The CQC said Calocane had “little understanding or acceptance of his condition” which could “have significantly impaired his ability” to weigh up the pros and cons of antipsychotic treatment and the risks of discontinuing it.
It would have been possible to treat him under section 3 of the Mental Health Act (MHA) 1983 – which would have given doctors the power to administer drugs against his will – on his fourth admission to hospital in January 2022, the regulator said.
Instead, he was treated under section 2 of the act, which is usually for patients who are not known to mental health services.
A statement from the families of Barnaby Webber, Grace O’Malley-Kumar and Ian Coates, said: “This report demonstrates gross, systematic failures in the mental health trust in their dealings with Calocane, from beginning to end.
“Clinicians involved at every stage of Calocane’s care must bear a heavy burden of responsibility for their failures and poor decision-making.
“Sadly, this is the first of what we expect to be a series of damning reports concerning failures by public bodies in the lead up to the killings of our loved ones, and beyond.
“We were failed by multiple organisations pre and post June 13 2023.”
The CQC report also questioned how well the trust engaged with Calocane’s family and how well his discharge was planned.
It comes after his mother Celeste and brother Elias told the BBC’s Panorama programme a psychiatrist warned Calocane could “end up killing someone” three years before the attacks.
Among its recommendations, the CQC said NHFT should review treatment plans for people with schizophrenia regularly, as well as ensuring clinical supervision of decisions to detain people under section 2 and 3 of the Mental Health Act.
It also called for NHS England to publish guidance setting out national standards for care for people with complex psychosis and paranoid schizophrenia in the next 12 months.
Health Secretary Wes Streeting, said: “I want to assure myself and the country that the failures identified in Nottinghamshire are not being repeated elsewhere.
“I expect the findings and recommendations in this report to be considered and applied throughout the country so that other families do not experience the unimaginable pain that Barnaby, Grace and Ian’s family are living with.”
The handling of the Calocane case prompted outcry and led to numerous inquiries into the public bodies involved, including Nottinghamshire Police and Leicestershire Police.
The victims’ families added: “Along with the Leicestershire and Nottinghamshire police forces, these departments and individual professionals have blood on their hands.
“Alarmingly, there seems to be little or no accountability amongst the senior management team within the mental health trust.
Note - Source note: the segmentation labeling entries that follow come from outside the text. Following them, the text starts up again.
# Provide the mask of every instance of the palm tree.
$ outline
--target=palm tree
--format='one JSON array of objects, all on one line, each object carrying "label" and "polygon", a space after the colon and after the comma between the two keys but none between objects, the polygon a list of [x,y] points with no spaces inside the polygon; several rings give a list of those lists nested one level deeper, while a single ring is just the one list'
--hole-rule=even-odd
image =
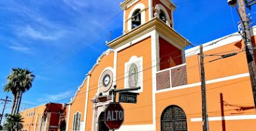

We question how and why these people are still in position.”
A Nottinghamshire Healthcare NHS Foundation Trust spokesperson said: “We acknowledge and accept the conclusions of this report and have significantly improved processes and standards since the review was carried out.”
Claire Murdoch, national director for mental health at NHS England, said: “The CQC have identified unacceptable failings in the care and treatment provided to Valdo Calocane.
“Nationally, the NHS has already started work to enact all of the CQC’s recommendations, with every provider of mental health services reviewing the care that people with serious mental illness receive.”
Marjorie Wallace, chief executive of mental health charity Sane, said: “This is the most damning indictment of the fact that psychiatric services are not in crisis but in complete breakdown.
“The rights of patients override those of the families, carers and public. How can it be that a highly disturbed patient with his history of sections and incidents of violence could choose not to engage with services and disappear into the community?
“The finding that truly concerns us is that, despite years of inquiries, families and carers with concerns about patients’ deteriorating mental health have been ignored.”